# Miscellaneous Herp Interests > Venomous Animals >  Ok hot owners....

## BPelizabeth

We need some new hot pics....so post them up!!  This is one of my favorite sections...I love looking at your snakes.  I am living vicariously through you all.... :Razz: ...as I am too too much of a wuss to have my own.   :Wink:   (hey at least I can admitt it).  So lets see those pics!!

----------


## iCandiBallPythons

check out viper keeper on youtube http://www.youtube.com/user/viperkeeper?blend=1&ob=4

----------


## anthonym

> check out viper keeper on youtube http://www.youtube.com/user/viperkeeper?blend=1&ob=4


Love Al Coritz's videos! Very smart guy. 

A lot of European hot keepers hang out over here: http://venomland.forumotions.com/ Lots of really good photos of hots on those boards.

----------


## Denial

I dont have internet at my house at the moment. I need a new computer but ill throw some new ones up as soon as I get the net back

----------

_BPelizabeth_ (07-23-2010)

----------


## Serpents_Den

Here's a cute one for ya Michele  :Smile:

----------


## mainbutter

great pic serpents den!!

+1 on checking out viperkeeper on youtube, he's got tons of uploads and a huge collection.  I check out his stuff whenever I need a 'cobra' fix.

----------


## BPelizabeth

> Here's a cute one for ya Michele


Wow that is an AMAZING picture....that soooooooooooooooooooooooooooo needs to be a poster!!

----------


## bsash

> Wow that is an AMAZING picture....that soooooooooooooooooooooooooooo needs to be a poster!!

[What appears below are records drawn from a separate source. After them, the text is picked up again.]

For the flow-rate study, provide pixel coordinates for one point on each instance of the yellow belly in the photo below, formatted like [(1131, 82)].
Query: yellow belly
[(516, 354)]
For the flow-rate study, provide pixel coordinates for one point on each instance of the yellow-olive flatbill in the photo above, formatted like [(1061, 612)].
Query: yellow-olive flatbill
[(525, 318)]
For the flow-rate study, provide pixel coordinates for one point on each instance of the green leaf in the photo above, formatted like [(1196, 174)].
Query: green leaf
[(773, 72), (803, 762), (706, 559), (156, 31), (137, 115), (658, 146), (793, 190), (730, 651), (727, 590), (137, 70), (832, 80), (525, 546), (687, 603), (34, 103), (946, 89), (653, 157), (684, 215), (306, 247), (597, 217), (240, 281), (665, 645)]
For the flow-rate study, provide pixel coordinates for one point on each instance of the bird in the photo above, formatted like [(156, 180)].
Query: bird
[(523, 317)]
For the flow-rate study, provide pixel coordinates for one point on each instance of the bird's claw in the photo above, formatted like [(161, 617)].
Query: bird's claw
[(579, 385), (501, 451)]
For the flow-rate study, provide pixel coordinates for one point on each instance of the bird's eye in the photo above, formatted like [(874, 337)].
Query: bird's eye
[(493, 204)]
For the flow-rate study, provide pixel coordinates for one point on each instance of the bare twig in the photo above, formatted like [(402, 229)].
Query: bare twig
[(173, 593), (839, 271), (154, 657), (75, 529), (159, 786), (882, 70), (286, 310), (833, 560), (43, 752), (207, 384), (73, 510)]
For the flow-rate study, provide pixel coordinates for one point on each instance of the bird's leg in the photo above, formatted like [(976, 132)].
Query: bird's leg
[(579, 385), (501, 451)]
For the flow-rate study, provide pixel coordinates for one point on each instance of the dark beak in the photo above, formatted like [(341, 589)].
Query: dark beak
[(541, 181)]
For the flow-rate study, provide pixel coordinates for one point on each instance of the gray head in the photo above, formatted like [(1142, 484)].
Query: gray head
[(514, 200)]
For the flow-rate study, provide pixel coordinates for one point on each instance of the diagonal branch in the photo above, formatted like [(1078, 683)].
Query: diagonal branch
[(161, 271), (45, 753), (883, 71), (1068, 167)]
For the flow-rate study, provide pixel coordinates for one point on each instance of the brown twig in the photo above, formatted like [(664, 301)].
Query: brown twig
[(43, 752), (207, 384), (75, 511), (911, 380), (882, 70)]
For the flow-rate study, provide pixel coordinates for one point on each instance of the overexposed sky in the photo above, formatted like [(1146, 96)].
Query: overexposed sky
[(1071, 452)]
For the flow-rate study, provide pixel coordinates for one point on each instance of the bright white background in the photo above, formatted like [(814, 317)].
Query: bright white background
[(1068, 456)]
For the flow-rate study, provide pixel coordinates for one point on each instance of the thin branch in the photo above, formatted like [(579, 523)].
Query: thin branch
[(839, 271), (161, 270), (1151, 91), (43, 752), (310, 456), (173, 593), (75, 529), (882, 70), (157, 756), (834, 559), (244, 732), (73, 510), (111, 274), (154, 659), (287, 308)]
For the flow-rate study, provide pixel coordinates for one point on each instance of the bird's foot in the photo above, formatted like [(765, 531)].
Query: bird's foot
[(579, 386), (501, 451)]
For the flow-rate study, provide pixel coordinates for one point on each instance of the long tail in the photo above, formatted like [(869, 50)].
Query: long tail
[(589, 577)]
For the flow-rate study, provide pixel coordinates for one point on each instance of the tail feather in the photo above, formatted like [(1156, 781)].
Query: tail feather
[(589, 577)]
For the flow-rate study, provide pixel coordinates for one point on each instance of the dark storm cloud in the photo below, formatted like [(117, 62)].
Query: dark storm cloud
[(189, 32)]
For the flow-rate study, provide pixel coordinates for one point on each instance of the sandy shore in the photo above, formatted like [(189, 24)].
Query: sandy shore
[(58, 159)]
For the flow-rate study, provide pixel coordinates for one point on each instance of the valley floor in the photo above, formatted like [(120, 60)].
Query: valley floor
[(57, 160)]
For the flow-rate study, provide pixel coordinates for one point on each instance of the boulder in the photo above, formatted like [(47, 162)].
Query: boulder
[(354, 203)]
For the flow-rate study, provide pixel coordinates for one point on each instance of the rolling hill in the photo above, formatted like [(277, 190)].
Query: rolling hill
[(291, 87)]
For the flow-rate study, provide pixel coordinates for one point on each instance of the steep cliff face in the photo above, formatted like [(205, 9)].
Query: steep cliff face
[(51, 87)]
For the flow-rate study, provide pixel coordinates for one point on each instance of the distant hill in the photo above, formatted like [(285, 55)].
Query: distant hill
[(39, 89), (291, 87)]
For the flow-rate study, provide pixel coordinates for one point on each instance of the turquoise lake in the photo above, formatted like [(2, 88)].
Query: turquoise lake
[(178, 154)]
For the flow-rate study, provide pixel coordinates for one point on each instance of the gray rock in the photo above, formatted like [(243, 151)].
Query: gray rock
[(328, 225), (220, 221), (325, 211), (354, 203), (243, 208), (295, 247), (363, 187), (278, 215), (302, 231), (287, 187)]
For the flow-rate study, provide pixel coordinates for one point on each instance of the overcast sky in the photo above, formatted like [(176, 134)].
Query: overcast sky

I have to agree with that! That is a great picture.

----------


## anatess

That's an awesome cobra pic?  Is it copyrighted?  I was thinking of printing it and putting it in my son's room.  He'll get a kick out of that!

----------


## Serpents_Den

Thanks for the compliments!




> That's an awesome cobra pic?  Is it copyrighted?  I was thinking of printing it and putting it in my son's room.  He'll get a kick out of that!



You're welcome to print my photo.

----------


## anthonym

> That's an awesome cobra pic?  Is it copyrighted?  I was thinking of printing it and putting it in my son's room.  He'll get a kick out of that!


Since when can you not print out a copyrighted picture to hang up in your own home? haha

----------


## anatess

> Since when can you not print out a copyrighted picture to hang up in your own home? haha


Good point.  lol.

Thanks!  I'm printing this tomorrow!  Blown up to 11 x 17 poster size!

----------


## BPelizabeth

Its always nice to ask!! :Wink:

----------


## MattU

Nice, that's a wicked cobra pic

----------


## Serpents_Den



----------


## JeffD

This is a copperhead I rescued from a residence the other week

----------


## BPelizabeth

awesome guys...I love it!!  Thanks for sharing!!

----------